Sous la direction de Jean-Marc Diébold en poste depuis 2019, le centre avait déjà amorcé une transformation avant sa fermeture, notamment dans le développement de partenariats tous azimuts pour le faire sortir du Marais. Durant les années de rénovation, l’institution a poursuivi ses activités hors les murs dans plusieurs villes françaises, de Dunkerque à la Guadeloupe.

Le CCS, sur un marché "ultra-concurrentiel" avec mille propositions artistiques chaque jour à Paris, constitue un atout stratégique pour tout le spectacle vivant helvétique, qu’il provienne de Suisse romande, alémanique ou tessinoise. " Si on ajoute le réseau constitué lors du On Tour et des initiatives comme la Sélection suisse à Avignon (théâtre), les artistes disposent de belles vitrines et de bons outils", estime le Franco-Suisse.

Cette mission s’étend aux arts visuels, à la musique et à la littérature. "Exister à l’international est une nécessité vitale pour les artistes suisses. Le marché et le réseau suisse sont trop petits. La Suisse doit se doter d’une politique culturelle internationale ambitieuse avec les moyens appropriés", estime-Jean-Marc Diébold.

Un lieu marqué par les débats

Depuis sa création, le centre n’a pas échappé aux controverses et aux provocations artistiques, qui accompagnent parfois l’art contemporain.

L'une des plus célèbres remonte à 2004 avec l’exposition "Swiss-Swiss Democracy" de Thomas Hirschhorn, qui critiquait l’élection au Conseil fédéral du leader de l’UDC Christoph Blocher. "A l’époque, Blocher avait publiquement critiqué l’exposition.
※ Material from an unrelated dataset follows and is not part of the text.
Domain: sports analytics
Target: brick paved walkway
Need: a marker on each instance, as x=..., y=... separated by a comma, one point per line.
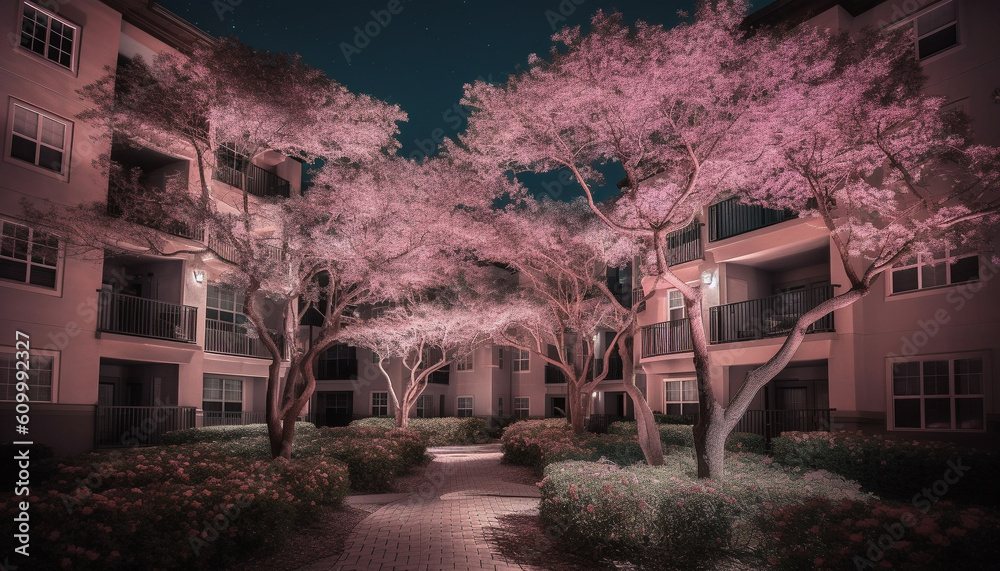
x=442, y=525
Cela a montré combien il est important de préserver la liberté artistique face aux pressions politiques", souligne Jean-Marc Diébold.

Le Parlement avait même décidé, dans la foulée du scandale, de réduire le budget de la fondation d’un million de francs pour l’année suivante.

Pour Jean-Marc Diébold, l'indépendance artistique du Centre culturel suisse est garantie par Pro Helvetia. "Nous ne dépendons pas du Département fédéral des Affaires étrangères. Cela nous assure une liberté de programmation et nous protège des influences politiques ou de stratégies de diplomatie culturelle", ajoute-t-il.

Faire bouger les lignes

"Et puis n’est-ce pas le rôle de l’art de bouger les lignes. La liberté de création est un principe fondamental pour moi", affirme le directeur.

Pour sa réouverture, le Centre culturel suisse organise une grande fête, du 26 au 29 mars, mêlant concerts, performances, projections et expositions. Un signal que "le CCS se veut un lieu d’art comme de vie au c½ur de Paris, fréquenté de jour comme de nuit pour voir une exposition, écouter un concert ou simplement se retrouver dans la cour".